Monoclonal antibodies, such as yttrium Y 90 ibritumomab tiuxetan, can block find cancer cells and either kill them or carry cancer-killing substances to them without harming normal cells. Giving monoclonal antibodies, low doses of chemotherapy, such as fludarabine phosphate, and low dose total-body radiation therapy before a donor peripheral stem cell transplant helps stop the growth of cancer cells and also stops the patient's immune system from rejecting the donor's stem cells. The donated stem cells may replace the patient's immune cells and help destroy any remaining cancer cells (graft-versus-tumor effect). Sometimes the transplanted cells from a donor can also make an immune response against the body's normal cells.
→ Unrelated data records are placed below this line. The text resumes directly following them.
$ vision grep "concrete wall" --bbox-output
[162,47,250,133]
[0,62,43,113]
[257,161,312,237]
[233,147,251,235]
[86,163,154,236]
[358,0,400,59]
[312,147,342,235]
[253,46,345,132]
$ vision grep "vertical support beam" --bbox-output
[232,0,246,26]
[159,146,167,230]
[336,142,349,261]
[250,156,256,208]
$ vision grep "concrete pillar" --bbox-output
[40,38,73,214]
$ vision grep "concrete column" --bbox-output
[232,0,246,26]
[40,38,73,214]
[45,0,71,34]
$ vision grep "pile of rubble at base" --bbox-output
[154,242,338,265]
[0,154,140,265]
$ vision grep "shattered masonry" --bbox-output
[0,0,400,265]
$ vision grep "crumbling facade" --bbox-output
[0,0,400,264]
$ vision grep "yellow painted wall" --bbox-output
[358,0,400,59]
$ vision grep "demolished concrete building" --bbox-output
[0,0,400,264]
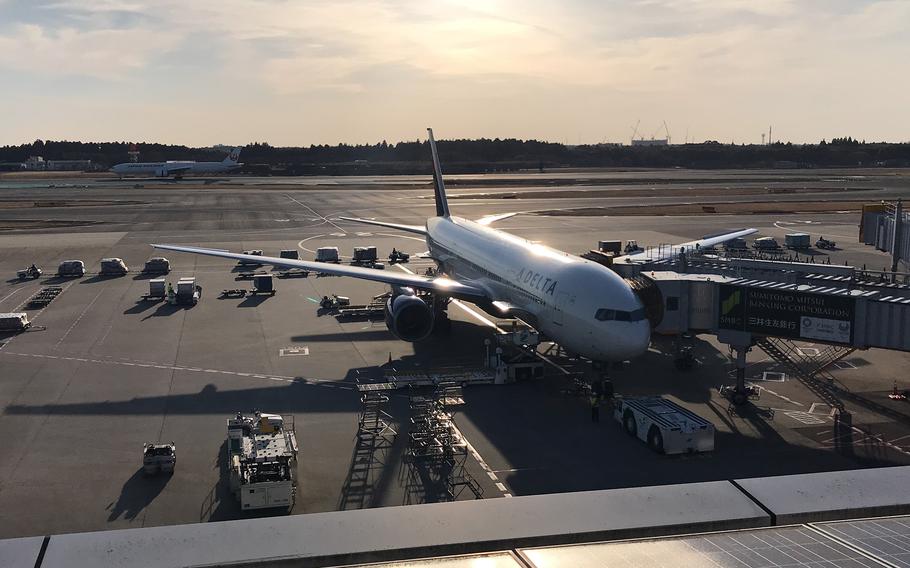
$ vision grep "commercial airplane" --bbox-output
[152,129,754,361]
[110,147,243,178]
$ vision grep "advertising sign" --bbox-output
[718,284,854,344]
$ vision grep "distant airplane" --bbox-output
[110,147,243,178]
[152,129,754,361]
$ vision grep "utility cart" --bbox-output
[613,396,714,454]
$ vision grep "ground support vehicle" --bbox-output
[57,260,85,278]
[100,258,130,276]
[227,412,298,510]
[16,264,41,280]
[0,312,32,331]
[613,396,714,454]
[142,442,177,475]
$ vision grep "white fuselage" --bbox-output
[111,161,240,177]
[427,217,651,361]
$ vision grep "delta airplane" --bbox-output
[152,129,755,361]
[110,148,243,178]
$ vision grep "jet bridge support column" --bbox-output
[717,330,753,405]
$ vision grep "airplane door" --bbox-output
[553,292,569,325]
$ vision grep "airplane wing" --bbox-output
[339,217,427,235]
[475,212,518,225]
[152,245,490,302]
[616,229,758,262]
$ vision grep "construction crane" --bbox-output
[629,118,641,142]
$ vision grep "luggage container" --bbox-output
[784,233,811,250]
[57,260,85,278]
[174,277,199,306]
[597,241,622,256]
[316,247,339,264]
[101,257,130,276]
[250,274,275,296]
[613,396,714,454]
[142,442,177,475]
[0,312,32,331]
[142,256,171,274]
[752,237,780,250]
[724,237,749,250]
[351,246,379,264]
[237,249,262,266]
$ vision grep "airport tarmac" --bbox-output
[0,171,910,538]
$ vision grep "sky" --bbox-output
[0,0,910,146]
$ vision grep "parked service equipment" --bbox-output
[597,241,622,256]
[351,246,379,264]
[237,249,262,266]
[624,241,642,254]
[227,412,298,510]
[250,274,275,296]
[613,396,714,454]
[389,248,411,264]
[101,257,130,276]
[16,264,41,280]
[142,278,167,300]
[273,268,310,278]
[57,260,85,278]
[142,256,171,274]
[784,233,811,250]
[174,276,199,306]
[316,247,340,264]
[0,312,32,331]
[724,237,749,250]
[142,442,177,475]
[28,286,63,308]
[752,237,780,250]
[319,294,351,310]
[815,237,837,250]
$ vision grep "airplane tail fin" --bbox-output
[221,146,243,165]
[427,128,449,217]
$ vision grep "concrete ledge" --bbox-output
[41,481,771,568]
[736,466,910,525]
[0,536,44,568]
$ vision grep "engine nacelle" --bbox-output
[385,294,434,342]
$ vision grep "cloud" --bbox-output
[0,0,910,142]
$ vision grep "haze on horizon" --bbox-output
[0,0,910,146]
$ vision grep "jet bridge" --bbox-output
[613,254,910,409]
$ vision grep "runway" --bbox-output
[0,171,910,538]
Giving cyclosporine or mycophenolate mofetil after the transplant may stop this from happening

Detailed Description

PRIMARY OBJECTIVES:

I. To assess the feasibility, safety, and potential efficacy of treating patients with B-Cell non-Hodgkin lymphoma (NHL) with 90Y-ibritumomab tiuxetan, combined with HLA-matched related or unrelated donor hematopoietic cell transplantation.
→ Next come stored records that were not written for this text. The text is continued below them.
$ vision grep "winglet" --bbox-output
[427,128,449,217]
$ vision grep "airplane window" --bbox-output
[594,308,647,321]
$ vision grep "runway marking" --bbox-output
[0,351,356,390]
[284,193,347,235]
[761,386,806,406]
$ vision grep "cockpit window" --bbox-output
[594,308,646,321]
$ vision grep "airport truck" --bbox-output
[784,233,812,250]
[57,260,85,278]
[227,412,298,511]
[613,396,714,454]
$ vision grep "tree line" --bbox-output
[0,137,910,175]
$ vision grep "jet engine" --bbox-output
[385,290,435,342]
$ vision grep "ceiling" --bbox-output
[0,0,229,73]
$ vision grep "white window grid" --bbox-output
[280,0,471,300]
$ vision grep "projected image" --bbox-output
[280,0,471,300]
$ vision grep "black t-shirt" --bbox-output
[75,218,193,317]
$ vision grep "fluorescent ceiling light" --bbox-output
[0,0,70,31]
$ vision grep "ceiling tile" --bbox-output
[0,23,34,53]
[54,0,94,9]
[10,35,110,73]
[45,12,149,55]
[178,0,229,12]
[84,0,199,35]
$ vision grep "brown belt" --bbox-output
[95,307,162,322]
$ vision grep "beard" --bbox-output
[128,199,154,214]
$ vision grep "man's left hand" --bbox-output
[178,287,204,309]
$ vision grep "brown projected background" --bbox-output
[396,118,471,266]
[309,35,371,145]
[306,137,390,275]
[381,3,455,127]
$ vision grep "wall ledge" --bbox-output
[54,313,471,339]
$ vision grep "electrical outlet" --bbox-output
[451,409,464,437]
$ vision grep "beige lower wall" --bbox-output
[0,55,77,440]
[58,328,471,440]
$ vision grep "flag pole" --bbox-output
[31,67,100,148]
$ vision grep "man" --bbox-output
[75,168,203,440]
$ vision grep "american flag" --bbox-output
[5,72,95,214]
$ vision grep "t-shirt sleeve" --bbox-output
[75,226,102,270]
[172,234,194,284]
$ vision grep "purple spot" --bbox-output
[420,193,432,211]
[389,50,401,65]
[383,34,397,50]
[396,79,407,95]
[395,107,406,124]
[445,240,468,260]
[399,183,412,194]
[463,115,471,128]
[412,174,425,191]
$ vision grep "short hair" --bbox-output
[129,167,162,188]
OUTLINE: Patients receive rituximab intravenously (IV) followed by, no more than 4 hours later, indium In 111 ibritumomab tiuxetan (for imaging) IV over 10 minutes on day -21. Patients undergo gamma camera imaging on day -19. Patients receive rituximab IV followed by, no more than 4 hours later, yttrium Y 90 ibritumomab tiuxetan IV over 10 minutes on day -14. Patients also receive fludarabine phosphate IV over 30-60 minutes on days -7 to -5 and undergo low-dose total-body irradiation (TBI) on day 0. After TBI, patients undergo allogeneic peripheral blood stem cell transplantation (PBSCT) on day 0. Patients who undergo PBSCT from a related donor receive oral cyclosporine twice daily on days -3 to 56 followed by a taper to day 180 in the absence of graft-versus-host disease (GVHD). These patients also receive oral mycophenolate mofetil twice daily on days 0 to 27. Patients who undergo PBSCT from an unrelated donor receive oral cyclosporine twice daily on days -3 to 100 followed by a taper over 11 weeks in the absence of GVHD. These patients also receive oral mycophenolate mofetil three times daily on days 0 to 40 followed by a taper to day 96.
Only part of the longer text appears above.